The cream-cheese coated chicken and leek filling flavoured with punchy tarragon and mustard is highly addictive, so be warned!
Make the most of a roast chicken by using the leftovers for this pie. Add some ham if you haven't got enough chicken. If you're not a leek fan try using broccoli or sweetcorn instead.
2 raw chicken breasts cut into chunks, or half the meat from a cooked roast chicken, shredded
1 leek, finely sliced
1 carrot, chopped
250ml chicken stock
2 tsp Dijon mustard
85g light soft cheese
2 tbsp chopped tarragon leaves
3 sheets filo pastry
If using raw chicken, heat 1 tsp vegetable oil in a medium frying pan. Fry the chicken until browned, remove from the pan and set aside.
Add the leek and a splash of stock, and gently fry until soft. Add the carrot with a little more stock and cook for 3 mins.

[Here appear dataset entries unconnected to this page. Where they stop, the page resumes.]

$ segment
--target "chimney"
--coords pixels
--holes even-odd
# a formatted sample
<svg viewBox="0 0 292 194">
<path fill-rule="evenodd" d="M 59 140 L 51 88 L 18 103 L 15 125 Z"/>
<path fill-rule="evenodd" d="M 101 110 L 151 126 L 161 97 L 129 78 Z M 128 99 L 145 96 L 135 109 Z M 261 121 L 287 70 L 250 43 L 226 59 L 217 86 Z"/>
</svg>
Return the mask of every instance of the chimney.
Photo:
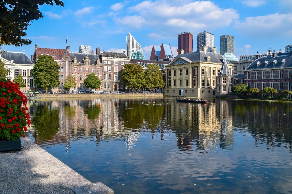
<svg viewBox="0 0 292 194">
<path fill-rule="evenodd" d="M 96 53 L 96 55 L 99 55 L 99 54 L 100 54 L 99 53 L 100 53 L 100 49 L 99 47 L 96 47 L 96 48 L 95 49 L 95 52 Z"/>
</svg>

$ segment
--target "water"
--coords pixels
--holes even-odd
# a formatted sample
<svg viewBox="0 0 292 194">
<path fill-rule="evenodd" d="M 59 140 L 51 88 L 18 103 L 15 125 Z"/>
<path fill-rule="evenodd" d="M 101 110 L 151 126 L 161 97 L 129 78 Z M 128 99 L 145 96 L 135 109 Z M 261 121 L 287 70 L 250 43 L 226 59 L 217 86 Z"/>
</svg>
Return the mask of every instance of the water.
<svg viewBox="0 0 292 194">
<path fill-rule="evenodd" d="M 290 103 L 103 98 L 30 109 L 28 138 L 116 193 L 292 192 Z"/>
</svg>

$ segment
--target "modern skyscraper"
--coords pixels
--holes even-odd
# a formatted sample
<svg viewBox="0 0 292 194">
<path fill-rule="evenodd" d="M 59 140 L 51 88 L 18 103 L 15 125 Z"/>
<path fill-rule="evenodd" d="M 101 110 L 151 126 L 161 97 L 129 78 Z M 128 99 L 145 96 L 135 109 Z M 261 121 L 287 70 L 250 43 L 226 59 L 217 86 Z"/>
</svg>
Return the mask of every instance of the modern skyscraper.
<svg viewBox="0 0 292 194">
<path fill-rule="evenodd" d="M 234 54 L 234 37 L 230 35 L 223 35 L 220 37 L 220 54 Z"/>
<path fill-rule="evenodd" d="M 136 51 L 141 51 L 143 53 L 142 48 L 137 40 L 135 40 L 132 35 L 128 34 L 126 36 L 126 40 L 127 42 L 127 55 L 130 58 L 133 54 Z"/>
<path fill-rule="evenodd" d="M 184 50 L 184 53 L 187 53 L 194 51 L 194 36 L 190 32 L 183 32 L 178 35 L 178 48 L 177 53 L 180 54 L 181 51 Z"/>
<path fill-rule="evenodd" d="M 90 54 L 91 51 L 91 47 L 89 46 L 84 46 L 81 45 L 79 46 L 79 53 L 86 53 Z"/>
<path fill-rule="evenodd" d="M 199 49 L 203 51 L 204 46 L 206 46 L 207 52 L 214 52 L 214 34 L 206 31 L 197 34 L 197 51 Z"/>
</svg>

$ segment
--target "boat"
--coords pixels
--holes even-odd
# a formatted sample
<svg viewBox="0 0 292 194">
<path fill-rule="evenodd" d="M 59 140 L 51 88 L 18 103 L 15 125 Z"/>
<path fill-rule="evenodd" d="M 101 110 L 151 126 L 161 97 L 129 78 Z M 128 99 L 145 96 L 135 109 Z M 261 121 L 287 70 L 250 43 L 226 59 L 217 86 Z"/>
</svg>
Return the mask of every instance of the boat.
<svg viewBox="0 0 292 194">
<path fill-rule="evenodd" d="M 208 103 L 207 100 L 195 100 L 193 99 L 176 98 L 177 102 L 190 102 L 191 103 L 197 103 L 200 104 L 205 104 Z"/>
</svg>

Pour in the remaining stock and boil until reduced by half, then add the mustard and soft cheese, stirring well to combine.
Return the chicken to the pan, add the tarragon and some seasoning.
Heat oven to 200C, 180C Fan, Gas Mark 6.
Pour the mixture into a shallow ovenproof dish. Take the filo sheets and scrunch them up, then place on top of your pie filling and brush with 1 tsp oil.
Cook the pie in the oven for approx 20 mins until golden.
Serve with steamed greens and potato salad.